The Orcandu roared from the distance, and the Teristaque guard stood up to watch. While the Teristaques didn’t have any expression in their wide black eyes, she knew the guard was smiling inside. They enjoyed causing pain, and he thought she was going to use the chair to defend herself from Grannork. She knew the defense was futile, so she turned to the doorway of the common room and slammed the chair into it. As the glass window buckled, the Teristaque took out his floating disc.
She slammed the chair again, and the glass shattered. Grannork rounded the corner, seething for blood. He charged, and the next few moments were a blur. The guard floated from the grate above and stunned Kal. The enraged Orcandu was already in full attack mode and slammed into the Teristaque, sending them both down in a heap. The stunner flared, and Grannork went limp. The Teristaque pulled himself from underneath the Orcandu, and Grannork’s body shook as it was shocked again. More guards floated down and began kicking Grannork.

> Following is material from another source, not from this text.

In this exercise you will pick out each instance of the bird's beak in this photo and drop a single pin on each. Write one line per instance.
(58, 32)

The Teristaque that Grannork had hit stumbled back and let his comrades do the beating. He leaned against the wall, clutching his bleeding thigh. The horn protruding from Granno
rk’s forehead must have gored the guard. There was a hole in the thick Teristaque skin and in the hole, there was blood and soft tissue beneath. So the Teristaques weren’t invincible. They could be killed.
_______
Kal woke before Grannork. They were in the doctor’s hallway. Grannork must be damaged because his breath came out in short gravelly rasps. The guards were brutal when they beat him. She felt sorry for him despite the fact that he had attempted to kill her minutes earlier. Damaging a person in a fight was one thing, but the Teristaques kept beating long after Grannork went unconscious. They were taking mounds of flesh for the inches lost by their wounded guard.
Kal couldn’t help but think about what Grannork said about her father. Even if Grannork was an enemy of her father, he was closest she had been to discovering anything about him. Her mother would not talk about him at all, and Hayden didn’t know anything either. All Kal knew was that when the Teristaques invaded the planet, he decided to join the fight against them. Her mother had a deeply buried hurt related to her father. Whenever Kal would ask about him, it was like opening a wound from the past, and she learned not to push it for the sake of her mother.
Kal had always assumed that the patch from the uniform was proof of her father’s death. If Grannork wanted to enact some blood feud against her, then her father’s death may have left her as the next likely target. She needed to find out more about her father. A hulking creature out for her decimation would pose a challenge, but not an insurmountable one. There had to be some way to convince Grannork that she wasn’t the enemy.
In her village, Per’Ee’Tal would often compete against her as he was the weakest of all the boys. In the rare moments when Kal caught the throwing stone without breaking a rib, Per would be the first to try and tackle her. Per had trouble taking down the other earth brothers and sisters, so when he had a chance to block a scoring run, he would target Kal. At first, she hated Per, but then after a discussion with her mother, she felt sorry for him.